Adolescent smoking remains a significant public health issue with 23% of high school seniors reporting smoking a cigarette in the past month and 14% smoking daily1
. Smoking rates are substantially higher among adolescents with concurrent substance use disorders (SUD’s). Previous studies with youth receiving SUD treatment consistently find that almost all (over 80%) report current tobacco use, most are daily smokers2–5
, and many become highly dependent, long-term tobacco users6–8
Despite frequent cessation attempts, few adolescents stop smoking on their own9
. Continued smoking is particularly likely among adolescents with substance abuse problems. For example, we have reported that 80% of those who smoked at the time of SUD treatment were still smoking four years later10
. In a recent investigation we found that greater alcohol use over an 8-year period following treatment was associated with higher smoking rates11
. However, even those with the best alcohol use outcomes had significantly elevated rates of smoking compared with the general population. Thus, adolescent smokers who receive treatment for SUD’s, but not their tobacco use, appear to be at heightened risk for smoking persistence.
Treating smoking during adolescence has the potential of preventing chronic tobacco use and the multitude of associated health risks. This concern is particularly acute for individuals with SUD’s given their heavy tobacco use.

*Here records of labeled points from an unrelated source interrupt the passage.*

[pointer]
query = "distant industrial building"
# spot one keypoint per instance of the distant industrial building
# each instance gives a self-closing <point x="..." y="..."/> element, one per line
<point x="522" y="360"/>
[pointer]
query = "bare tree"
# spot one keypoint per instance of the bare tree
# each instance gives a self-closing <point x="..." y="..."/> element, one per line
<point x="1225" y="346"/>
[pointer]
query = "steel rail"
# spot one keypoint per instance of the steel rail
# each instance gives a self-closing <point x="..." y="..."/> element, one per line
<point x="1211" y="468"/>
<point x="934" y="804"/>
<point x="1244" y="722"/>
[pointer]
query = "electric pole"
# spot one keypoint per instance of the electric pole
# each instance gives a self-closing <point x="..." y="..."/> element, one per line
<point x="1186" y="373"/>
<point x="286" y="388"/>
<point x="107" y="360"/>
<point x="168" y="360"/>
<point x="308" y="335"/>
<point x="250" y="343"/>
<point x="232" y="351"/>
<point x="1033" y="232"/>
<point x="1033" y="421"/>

Tobacco-related health consequences may emerge relatively early as suggested by findings that respiratory problems were significantly more common among heavier smoking youth following SUD treatment3
. Synergistic effects of tobacco and other substances of abuse indicate that concurrent heavy use leads to substantially increased health risks12, 13
. The particular liability of individuals with SUD’s to these health consequences is highlighted by studies which have identified tobacco as a major contributor to mortality among adults treated for alcohol and other drug abuse14, 15
Concern regarding the significant health consequences observed for smokers with concomitant SUD’s is reflected in a growing body of research on this topic. A recent meta-analysis of studies with adults in addictions treatment or recovery concluded that tobacco treatment interventions were effective in promoting short-term (post-treatment) but not long-term (≥ 6-months) smoking cessation16
. Importantly, exposure to a tobacco cessation intervention while in SUD treatment was associated with an increased likelihood of long-term abstinence from drugs or alcohol. Thus, contrary to previous concerns17
, smoking cessation interventions during addictions treatment appeared to enhance rather than compromise long-term outcome. This conclusion is bolstered by other studies with adults that have found quitting smoking is associated with greater rates of alcohol and drug abstinence 12-months following SUD treatment18, 19
Possible mechanisms by which tobacco treatment interventions may support sobriety from alcohol and other drugs of abuse include reduced cue exposure, generalizability of relapse prevention techniques, increased sense of mastery, positive overall focus on health and change in lifestyle, or some other factor16
. The priming theory represents one theoretical model that may account for the observed findings. This model, based on classical conditioning principles, suggests that following paired use, the use of one substance may act as a cue to prime the use of the second substance. Support for the priming theory comes from studies that have found a positive relationship between smoking and drinking. For instance, York and Hirsch20
found that alcoholics who smoke cigarettes have a higher quantity and frequency of alcohol intake relative to non-smoking alcoholics. Similarly, heavy drinking among smokers has been associated with increased quantity of cigarette use21
and an increased likelihood of remaining a smoker22
. Thus, reduced smoking following a tobacco-focused intervention may limit exposure to substance use cues, thus leading to reduced substance involvement following treatment for alcohol and other drug use problems.
A growing literature demonstrates the value of smoking cessation intervention for adults with SUD’s. Despite evidence for negative health consequences and a clear need for treatment, few studies have evaluated smoking interventions with youth16
. A recent meta-analysis identified 48 controlled investigations of adolescent tobacco treatment23
. Of those referenced, only our recently published study24
examined tobacco cessation interventions in the context of adolescent substance abuse treatment. The trial compared a 6-session tobacco reduction and cessation intervention with a no-treatment control condition. Findings indicated significantly greater point prevalence abstinence at 3-months follow up among those in the treatment group compared to the waitlist control group. Thus, initial evidence supports the utility of addressing tobacco use at the time of adolescent SUD treatment.
The present investigation utilizes data from our recent clinical trial to examine the effect of the tobacco intervention on alcohol and drug use outcomes. We hypothesize that over a six month follow up period SUD youth assigned to the treatment condition would report significantly fewer days of alcohol and illicit drug use and significantly greater continuous abstinence from substance use than youth in the waitlist control condition. In addition, to assess the priming theory, we examined whether the effect of smoking treatment on substance use outcomes was mediated by changes in smoking behavior. Specifically, we hypothesized that reductions in rates of smoking would at least partially account for the relationship between receiving a smoking intervention and improved alcohol and other drug use outcomes. We believe the present investigation is the first to report on the effects of a tobacco use intervention on adolescent SUD treatment outcomes.